Roxy Music were undeniably one of the most influential and significant bands of the seventies and helped change the course of music. Even their own musical path did not take a straight path and their music is often viewed as having three distinct phases: The early Eno years (including the album ‘Stranded’ released after his departure) were the edgy years where they became the darlings of art-rock.

During their next stage which included ‘Country Life’ and ‘Siren’ they were rejected by the punks who didn’t like Roxy’s glamorous jet-set image. Roxy called it quits in 1976 but regrouped two years later and released three album that had a slicker and sometimes more disco feel, a sound which culminated with their final studio album, ‘Avalon’.

Starting with their penultimate album ‘Flesh and Blood’, Roxy changed the way they approached making music. They began to experiment, building the songs through improvisation by building up backing grooves and on ‘Avalon’ they underpinned the backing tracks with a Linn drum machine. Like Eno, they welcomed accidents that triggered new sounds and new ideas and began to use the studio as an instrument.

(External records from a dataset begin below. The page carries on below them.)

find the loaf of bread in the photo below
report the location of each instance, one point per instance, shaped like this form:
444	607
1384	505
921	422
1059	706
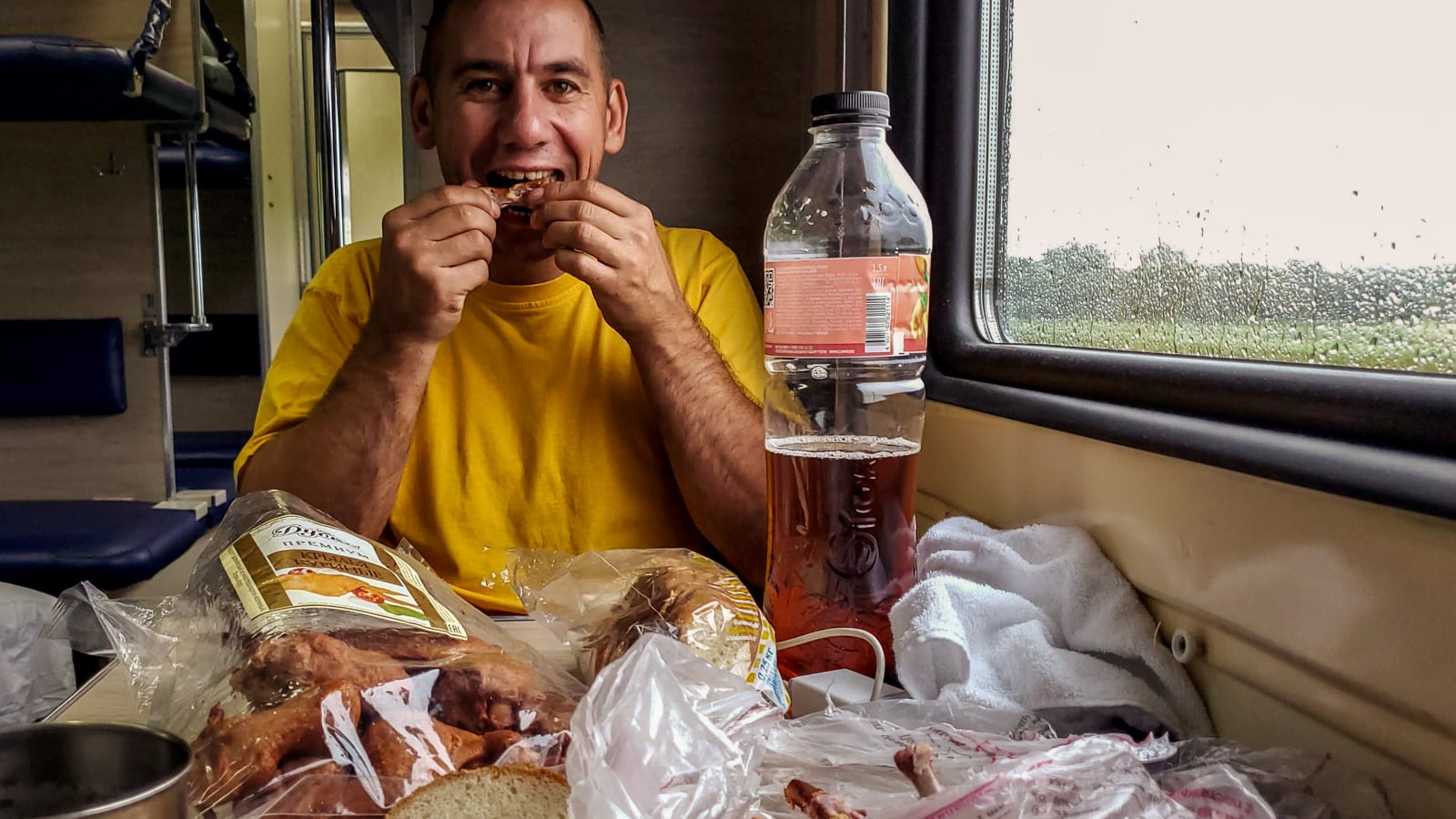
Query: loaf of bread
501	792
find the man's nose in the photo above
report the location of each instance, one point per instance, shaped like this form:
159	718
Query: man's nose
526	121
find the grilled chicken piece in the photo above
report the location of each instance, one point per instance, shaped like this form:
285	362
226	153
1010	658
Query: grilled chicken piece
488	691
278	666
420	755
915	763
239	755
507	197
819	804
411	646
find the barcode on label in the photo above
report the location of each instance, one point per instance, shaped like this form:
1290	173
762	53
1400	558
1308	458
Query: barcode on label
877	322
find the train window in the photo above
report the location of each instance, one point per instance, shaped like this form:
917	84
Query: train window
1239	179
1222	234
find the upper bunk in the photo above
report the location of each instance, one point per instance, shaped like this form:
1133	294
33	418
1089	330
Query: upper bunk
123	60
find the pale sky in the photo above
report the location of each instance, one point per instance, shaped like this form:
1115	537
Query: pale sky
1237	128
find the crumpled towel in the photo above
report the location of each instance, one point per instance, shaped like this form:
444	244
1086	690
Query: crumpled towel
35	673
1038	620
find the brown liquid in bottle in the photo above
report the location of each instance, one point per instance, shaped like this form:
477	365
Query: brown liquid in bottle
841	544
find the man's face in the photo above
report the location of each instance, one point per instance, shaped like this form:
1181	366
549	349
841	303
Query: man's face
519	92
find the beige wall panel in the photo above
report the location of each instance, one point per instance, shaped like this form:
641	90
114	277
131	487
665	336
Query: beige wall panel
113	22
369	106
1339	610
280	174
75	244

Sonic experiments included laying down Andy Newmark’s live drums and Jimmy Maelen’s percussion parts in the Power Station studio’s 75-foot stairwell and using it as a reverb (the results are glorious). However, this improvisational method had its downfalls especially when it came time put on the finishing touch by laying down the vocals. Producer Rhett Davies told Sound on Sound, “We would cut a lot of stuff that never got used, a lot of trials that Bryan just couldn’t work into songs.” We would love to hear those tapes.

‘Avalon’ has a much more sophisticated, lush and textural sound when compared to their early material and almost has a more cinematic feel. Unlike most of their other albums, this one is more of a grower. Sonically there is much more space allowing Manzanera’s understated guitar and Ferry’s sparse keyboard lines and chords to breathe.

Bryan Ferry’s lyrics and delivery are much dreamier and dare we say it, more mature (I will refrain from saying more ‘adult’). The fact that they refused to kowtow to a younger audience and were confident to reflect where they actually were in life is to their advantage. It lends the album a timeless quality that only gets better with age.

Roxy Music’s eight studio albums are now collected in one box set, titled The Complete Studio Recordings 1972-1982.

Ferry’s songwriting for the band’s final studio effort marks one of his highpoints as a writer and the lyrics feel more personal, romantic, open and vulnerable. Manzanera told Rolling Stone, “It was just before he got married. It was a period when he was searching.”

Ferry married Lucy Helmore a month after the album release and it is her figure wearing the helmet that graces the Peter Saville- designed front cover. However, the band members were becoming less enamoured with one another and there was a bit too much friction in the studio. As Ferry told The Face in 1985, “Before I did ‘Avalon’ and while I was doing it, it felt to me that is had gone as far as it could go. It was no longer useful or stimulating to have that kind of friction.”